The industry’s workforce is also becoming more qualified and professional while clients are focusing more on living benefits rather than death benefits. They are also more educated.
“In those days, people talked about death and total disablement. But now, we talk about living benefits to cover hospitalisation costs when they fall sick,” says Lew.
“People are also more demanding. They want to see value. They want the insurer to engage with them. It is no longer like those days, when I signed up for one whole life policy and that was it. The first time I deal with an agent is when I sign the policy and the next time is when the insurer deals with my next of kin.”
This has created the demand for more transparency in the industry and for insurers to provide more value to clients. Sun Life holds quarterly review sessions with employees to make sure they are aware of the latest trends, says Lew.
“I must say that from our experience, the clients who purchase our products know exactly what they want. We follow up with calls to reinforce the sales need.
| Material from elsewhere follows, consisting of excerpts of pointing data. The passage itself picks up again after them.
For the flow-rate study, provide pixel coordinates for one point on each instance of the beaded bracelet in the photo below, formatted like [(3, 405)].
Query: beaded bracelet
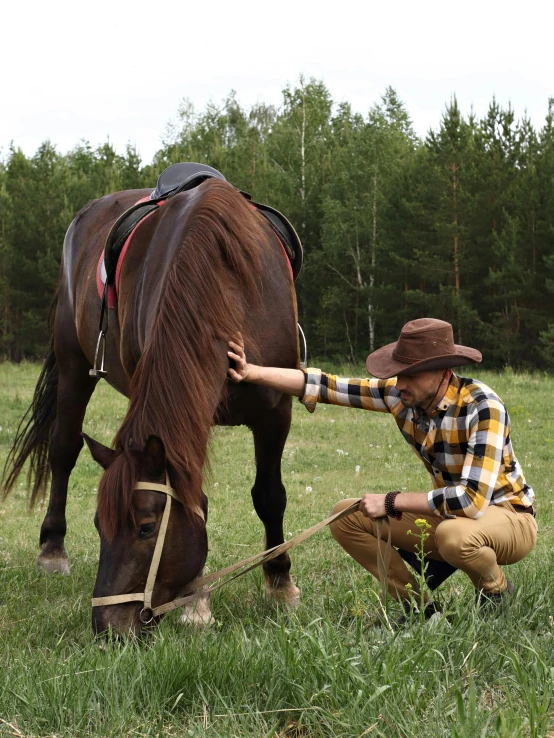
[(390, 509)]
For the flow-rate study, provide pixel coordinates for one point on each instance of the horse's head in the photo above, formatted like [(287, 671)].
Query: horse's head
[(130, 521)]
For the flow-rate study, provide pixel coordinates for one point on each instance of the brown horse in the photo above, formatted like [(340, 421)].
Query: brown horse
[(199, 269)]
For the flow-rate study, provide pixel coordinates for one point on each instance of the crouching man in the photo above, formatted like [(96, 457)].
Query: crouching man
[(480, 510)]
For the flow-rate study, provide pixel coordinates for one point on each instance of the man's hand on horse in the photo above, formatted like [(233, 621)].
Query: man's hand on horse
[(240, 371), (373, 506)]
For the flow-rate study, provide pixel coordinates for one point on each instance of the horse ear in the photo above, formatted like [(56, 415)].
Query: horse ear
[(100, 453), (154, 457)]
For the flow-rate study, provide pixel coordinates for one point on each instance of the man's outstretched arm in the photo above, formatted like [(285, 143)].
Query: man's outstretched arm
[(289, 381)]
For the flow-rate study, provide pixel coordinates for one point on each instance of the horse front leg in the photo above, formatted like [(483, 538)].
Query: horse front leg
[(75, 389), (270, 497)]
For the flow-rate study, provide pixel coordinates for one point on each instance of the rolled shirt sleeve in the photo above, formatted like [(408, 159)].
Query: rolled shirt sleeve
[(368, 394), (482, 464)]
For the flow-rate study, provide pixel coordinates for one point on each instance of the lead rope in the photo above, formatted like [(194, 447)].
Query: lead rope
[(196, 588)]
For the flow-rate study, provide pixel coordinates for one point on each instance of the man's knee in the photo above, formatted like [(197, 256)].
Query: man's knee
[(451, 537)]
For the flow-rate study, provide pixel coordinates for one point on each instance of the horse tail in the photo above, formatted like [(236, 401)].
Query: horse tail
[(32, 440)]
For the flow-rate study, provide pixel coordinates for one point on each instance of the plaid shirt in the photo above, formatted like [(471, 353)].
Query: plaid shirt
[(465, 444)]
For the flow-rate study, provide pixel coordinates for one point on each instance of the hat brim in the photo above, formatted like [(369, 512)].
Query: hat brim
[(383, 365)]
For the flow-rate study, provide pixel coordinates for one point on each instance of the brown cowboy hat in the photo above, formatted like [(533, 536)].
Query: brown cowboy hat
[(424, 345)]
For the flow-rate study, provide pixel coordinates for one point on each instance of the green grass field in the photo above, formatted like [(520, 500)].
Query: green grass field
[(325, 670)]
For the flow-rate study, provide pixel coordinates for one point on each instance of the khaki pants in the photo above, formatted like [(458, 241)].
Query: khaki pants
[(477, 547)]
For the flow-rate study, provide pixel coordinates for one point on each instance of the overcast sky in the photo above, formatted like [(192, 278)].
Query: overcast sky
[(118, 69)]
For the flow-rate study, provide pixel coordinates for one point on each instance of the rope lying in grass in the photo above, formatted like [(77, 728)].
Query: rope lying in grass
[(197, 588)]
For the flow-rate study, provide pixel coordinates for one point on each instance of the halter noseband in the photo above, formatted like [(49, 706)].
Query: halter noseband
[(148, 613)]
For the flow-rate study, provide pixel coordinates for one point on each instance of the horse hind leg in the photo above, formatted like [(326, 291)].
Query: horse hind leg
[(75, 389), (270, 498)]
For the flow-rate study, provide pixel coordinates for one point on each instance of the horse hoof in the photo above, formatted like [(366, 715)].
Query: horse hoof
[(197, 614), (289, 595), (53, 565)]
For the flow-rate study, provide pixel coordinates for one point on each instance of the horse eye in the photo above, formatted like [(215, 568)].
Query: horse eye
[(146, 530)]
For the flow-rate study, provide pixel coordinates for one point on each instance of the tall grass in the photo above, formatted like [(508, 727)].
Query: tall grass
[(325, 670)]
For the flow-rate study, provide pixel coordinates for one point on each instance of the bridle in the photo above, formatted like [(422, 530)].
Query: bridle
[(200, 586), (148, 613)]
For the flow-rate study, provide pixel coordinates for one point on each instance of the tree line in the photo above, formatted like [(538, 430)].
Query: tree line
[(457, 225)]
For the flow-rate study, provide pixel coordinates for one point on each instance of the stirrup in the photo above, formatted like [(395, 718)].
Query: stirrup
[(94, 372)]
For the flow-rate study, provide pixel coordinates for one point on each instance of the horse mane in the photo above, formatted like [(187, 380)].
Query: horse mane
[(209, 290)]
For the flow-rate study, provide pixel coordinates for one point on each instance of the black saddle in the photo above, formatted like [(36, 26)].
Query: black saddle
[(179, 178)]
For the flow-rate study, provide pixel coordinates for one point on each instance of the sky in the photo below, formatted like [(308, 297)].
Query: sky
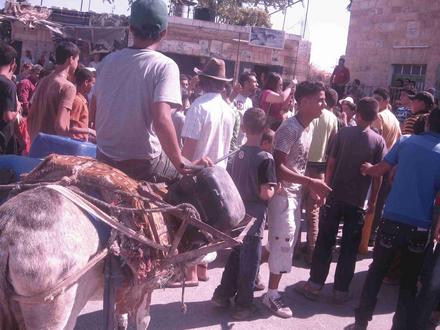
[(327, 23)]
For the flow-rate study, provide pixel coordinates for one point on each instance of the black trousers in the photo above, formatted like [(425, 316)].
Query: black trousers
[(411, 243), (331, 215)]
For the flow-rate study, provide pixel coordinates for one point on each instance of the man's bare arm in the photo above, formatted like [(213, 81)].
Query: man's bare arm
[(166, 133), (284, 173)]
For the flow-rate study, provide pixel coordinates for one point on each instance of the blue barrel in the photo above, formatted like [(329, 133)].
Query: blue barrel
[(46, 144), (18, 164)]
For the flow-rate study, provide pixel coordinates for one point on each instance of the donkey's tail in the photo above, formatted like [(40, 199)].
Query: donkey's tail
[(7, 318)]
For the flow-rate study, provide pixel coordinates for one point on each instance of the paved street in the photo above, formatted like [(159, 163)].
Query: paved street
[(165, 310)]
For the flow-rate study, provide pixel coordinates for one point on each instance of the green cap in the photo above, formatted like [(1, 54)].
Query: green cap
[(149, 15)]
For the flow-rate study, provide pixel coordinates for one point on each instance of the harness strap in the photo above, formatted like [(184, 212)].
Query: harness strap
[(72, 277), (104, 217)]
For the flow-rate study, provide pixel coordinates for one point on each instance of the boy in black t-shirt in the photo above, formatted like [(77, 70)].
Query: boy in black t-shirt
[(253, 171)]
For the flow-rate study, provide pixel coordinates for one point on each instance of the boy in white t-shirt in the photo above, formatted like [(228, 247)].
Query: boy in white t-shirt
[(291, 146), (207, 131)]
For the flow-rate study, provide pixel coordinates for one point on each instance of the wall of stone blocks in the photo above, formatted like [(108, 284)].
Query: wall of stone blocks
[(386, 32), (200, 38)]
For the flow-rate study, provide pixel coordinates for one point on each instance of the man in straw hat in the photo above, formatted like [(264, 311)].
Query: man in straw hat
[(135, 90), (208, 128)]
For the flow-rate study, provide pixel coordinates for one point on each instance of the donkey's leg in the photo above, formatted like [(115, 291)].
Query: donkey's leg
[(143, 312), (53, 315)]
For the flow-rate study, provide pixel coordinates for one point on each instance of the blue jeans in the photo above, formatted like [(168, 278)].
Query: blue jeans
[(411, 242), (429, 296), (331, 215), (241, 269), (156, 170)]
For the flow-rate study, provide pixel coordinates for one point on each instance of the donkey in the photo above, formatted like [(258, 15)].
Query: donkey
[(43, 237)]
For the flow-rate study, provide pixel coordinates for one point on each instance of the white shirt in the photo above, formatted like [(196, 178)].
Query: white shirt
[(294, 140), (242, 104), (129, 82), (210, 121)]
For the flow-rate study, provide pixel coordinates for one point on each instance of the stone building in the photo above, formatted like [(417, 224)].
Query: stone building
[(392, 39), (189, 41)]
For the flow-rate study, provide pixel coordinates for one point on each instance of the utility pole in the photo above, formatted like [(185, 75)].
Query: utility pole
[(284, 19), (305, 20)]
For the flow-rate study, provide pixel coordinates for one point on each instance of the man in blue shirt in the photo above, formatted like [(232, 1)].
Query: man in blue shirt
[(407, 219)]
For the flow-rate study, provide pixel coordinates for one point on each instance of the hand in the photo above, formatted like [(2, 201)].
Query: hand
[(319, 188), (370, 207), (318, 200), (392, 174), (237, 88), (293, 83), (92, 132), (205, 161), (365, 168), (436, 235)]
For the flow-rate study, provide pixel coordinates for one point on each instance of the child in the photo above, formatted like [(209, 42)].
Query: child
[(79, 116), (267, 140), (352, 147), (253, 171)]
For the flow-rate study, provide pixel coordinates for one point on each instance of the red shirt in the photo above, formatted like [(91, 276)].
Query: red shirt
[(25, 90), (274, 110), (341, 75)]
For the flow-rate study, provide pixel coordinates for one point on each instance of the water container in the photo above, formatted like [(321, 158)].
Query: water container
[(46, 144), (214, 195), (17, 165)]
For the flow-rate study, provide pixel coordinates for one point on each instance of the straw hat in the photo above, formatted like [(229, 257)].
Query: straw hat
[(214, 69)]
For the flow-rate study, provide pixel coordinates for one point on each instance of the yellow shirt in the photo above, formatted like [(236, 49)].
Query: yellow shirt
[(388, 126), (324, 128)]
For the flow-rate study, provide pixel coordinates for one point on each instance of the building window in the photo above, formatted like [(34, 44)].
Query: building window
[(413, 72)]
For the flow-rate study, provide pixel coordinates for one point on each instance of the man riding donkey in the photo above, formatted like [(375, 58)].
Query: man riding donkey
[(135, 91)]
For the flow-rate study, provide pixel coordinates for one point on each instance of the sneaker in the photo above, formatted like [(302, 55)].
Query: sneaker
[(307, 291), (340, 297), (277, 306), (357, 326), (259, 286), (221, 302), (242, 312), (390, 280)]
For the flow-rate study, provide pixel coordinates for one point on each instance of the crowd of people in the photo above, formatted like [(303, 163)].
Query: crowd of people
[(332, 152)]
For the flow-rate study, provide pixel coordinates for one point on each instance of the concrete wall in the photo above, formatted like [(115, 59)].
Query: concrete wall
[(202, 39), (386, 32), (229, 42)]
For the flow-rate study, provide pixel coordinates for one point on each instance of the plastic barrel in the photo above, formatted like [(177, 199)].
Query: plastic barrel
[(46, 144)]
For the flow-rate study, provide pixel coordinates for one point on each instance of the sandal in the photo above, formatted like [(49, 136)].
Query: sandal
[(178, 284), (204, 278)]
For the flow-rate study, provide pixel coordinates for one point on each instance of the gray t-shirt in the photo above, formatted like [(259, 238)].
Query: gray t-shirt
[(129, 82), (253, 167), (353, 147)]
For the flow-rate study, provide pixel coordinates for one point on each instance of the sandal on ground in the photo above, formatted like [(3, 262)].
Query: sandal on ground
[(202, 278), (178, 284)]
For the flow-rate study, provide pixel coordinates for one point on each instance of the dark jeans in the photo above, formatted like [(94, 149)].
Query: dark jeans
[(384, 190), (393, 237), (429, 296), (241, 269), (331, 215), (156, 170)]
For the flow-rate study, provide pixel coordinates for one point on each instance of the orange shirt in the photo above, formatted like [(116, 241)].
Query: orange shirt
[(79, 116)]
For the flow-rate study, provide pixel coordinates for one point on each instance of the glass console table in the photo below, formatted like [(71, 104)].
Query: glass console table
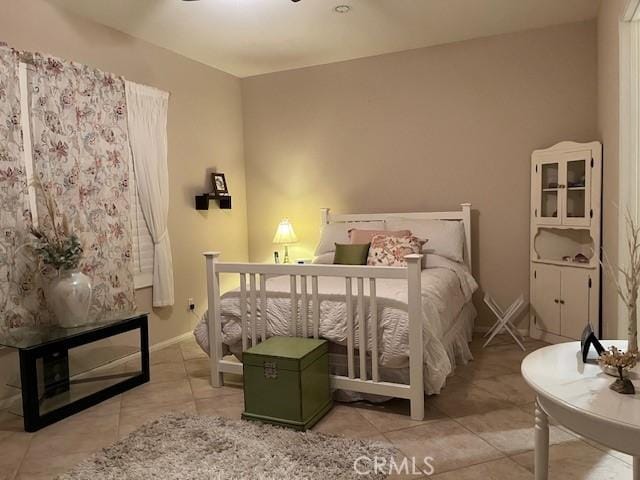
[(55, 387)]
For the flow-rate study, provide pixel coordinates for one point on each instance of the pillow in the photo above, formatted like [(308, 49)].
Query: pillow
[(357, 235), (446, 238), (333, 233), (324, 259), (351, 254), (390, 251)]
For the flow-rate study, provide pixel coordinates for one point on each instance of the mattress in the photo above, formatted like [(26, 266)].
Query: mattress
[(447, 287)]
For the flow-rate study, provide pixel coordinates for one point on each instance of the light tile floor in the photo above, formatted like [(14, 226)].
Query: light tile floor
[(481, 426)]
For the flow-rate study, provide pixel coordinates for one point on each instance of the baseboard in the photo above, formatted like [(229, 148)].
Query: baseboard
[(9, 401)]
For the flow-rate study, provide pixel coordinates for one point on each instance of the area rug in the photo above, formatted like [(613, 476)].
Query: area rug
[(197, 447)]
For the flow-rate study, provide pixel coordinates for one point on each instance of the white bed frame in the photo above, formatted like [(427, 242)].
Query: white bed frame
[(254, 331)]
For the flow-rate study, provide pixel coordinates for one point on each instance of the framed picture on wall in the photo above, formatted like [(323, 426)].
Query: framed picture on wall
[(219, 184)]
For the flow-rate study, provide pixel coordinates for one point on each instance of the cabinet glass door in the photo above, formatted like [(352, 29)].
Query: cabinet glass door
[(577, 189), (549, 208)]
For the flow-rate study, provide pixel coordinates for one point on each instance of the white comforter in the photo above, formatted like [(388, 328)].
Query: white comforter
[(446, 287)]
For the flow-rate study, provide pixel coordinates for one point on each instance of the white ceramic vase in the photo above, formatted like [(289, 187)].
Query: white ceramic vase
[(69, 296)]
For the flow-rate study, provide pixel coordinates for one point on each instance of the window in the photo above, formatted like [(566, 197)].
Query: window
[(142, 241)]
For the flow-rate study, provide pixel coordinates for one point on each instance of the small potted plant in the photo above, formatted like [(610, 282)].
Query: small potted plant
[(621, 362), (58, 248)]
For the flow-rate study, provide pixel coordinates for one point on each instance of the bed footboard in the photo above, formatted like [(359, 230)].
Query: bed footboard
[(304, 291)]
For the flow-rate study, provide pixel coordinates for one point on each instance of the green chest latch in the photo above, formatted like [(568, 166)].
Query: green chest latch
[(270, 370)]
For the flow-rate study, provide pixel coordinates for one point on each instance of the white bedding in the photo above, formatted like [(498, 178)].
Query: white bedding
[(447, 287)]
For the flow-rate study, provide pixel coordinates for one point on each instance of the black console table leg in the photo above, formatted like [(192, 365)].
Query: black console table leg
[(144, 350), (29, 384)]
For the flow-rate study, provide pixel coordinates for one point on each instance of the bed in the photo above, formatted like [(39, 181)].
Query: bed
[(417, 324)]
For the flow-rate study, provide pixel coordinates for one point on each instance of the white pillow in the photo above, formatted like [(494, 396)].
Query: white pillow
[(445, 238), (333, 233)]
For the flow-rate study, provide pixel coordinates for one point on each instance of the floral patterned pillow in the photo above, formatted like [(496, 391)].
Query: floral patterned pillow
[(390, 251)]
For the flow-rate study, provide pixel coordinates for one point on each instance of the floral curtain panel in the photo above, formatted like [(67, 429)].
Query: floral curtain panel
[(78, 122), (81, 156), (21, 298)]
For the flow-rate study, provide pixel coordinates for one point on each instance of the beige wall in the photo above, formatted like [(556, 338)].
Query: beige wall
[(608, 130), (205, 130), (420, 130)]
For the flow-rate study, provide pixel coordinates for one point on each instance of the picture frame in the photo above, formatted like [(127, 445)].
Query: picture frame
[(219, 182)]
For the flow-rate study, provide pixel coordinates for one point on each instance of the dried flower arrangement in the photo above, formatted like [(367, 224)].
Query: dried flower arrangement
[(628, 289), (621, 361), (57, 246)]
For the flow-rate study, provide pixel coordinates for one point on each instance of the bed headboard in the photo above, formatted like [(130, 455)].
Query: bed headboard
[(463, 215)]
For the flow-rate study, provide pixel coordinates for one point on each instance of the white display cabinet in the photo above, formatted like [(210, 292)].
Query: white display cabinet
[(566, 212)]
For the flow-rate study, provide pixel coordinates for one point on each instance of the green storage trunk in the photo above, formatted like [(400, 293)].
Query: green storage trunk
[(286, 382)]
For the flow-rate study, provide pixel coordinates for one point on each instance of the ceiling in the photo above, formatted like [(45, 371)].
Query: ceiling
[(251, 37)]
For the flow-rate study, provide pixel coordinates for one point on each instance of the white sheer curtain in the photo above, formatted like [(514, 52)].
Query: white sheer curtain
[(147, 112)]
Gone are the days when people have a lot of scepticism about insurance. Now, they all know the importance of it,” he adds.
At 51, Lew shows no signs of stopping and the future is something he looks forward to. “When I wake up and put on my work clothes every morning, I look forward to coming to the office. I have enjoyed every single day of my working life. You may think I am overselling it, but it is true. I am very consistent in my energy level and work rate. I am lucky that I have found something I want to do and find a lot of meaning in it,” he says.
“I also practise living in the present, so I do not anticipate too much of the future. I still have nine years to go [to retirement], but I do not think too much of that. I just want to make sure I am able to add value to the people around me and continue to be productive.
“If I feel that I am contributing to society and the organisation, then I am very pleased. I will be here as long as I am needed.”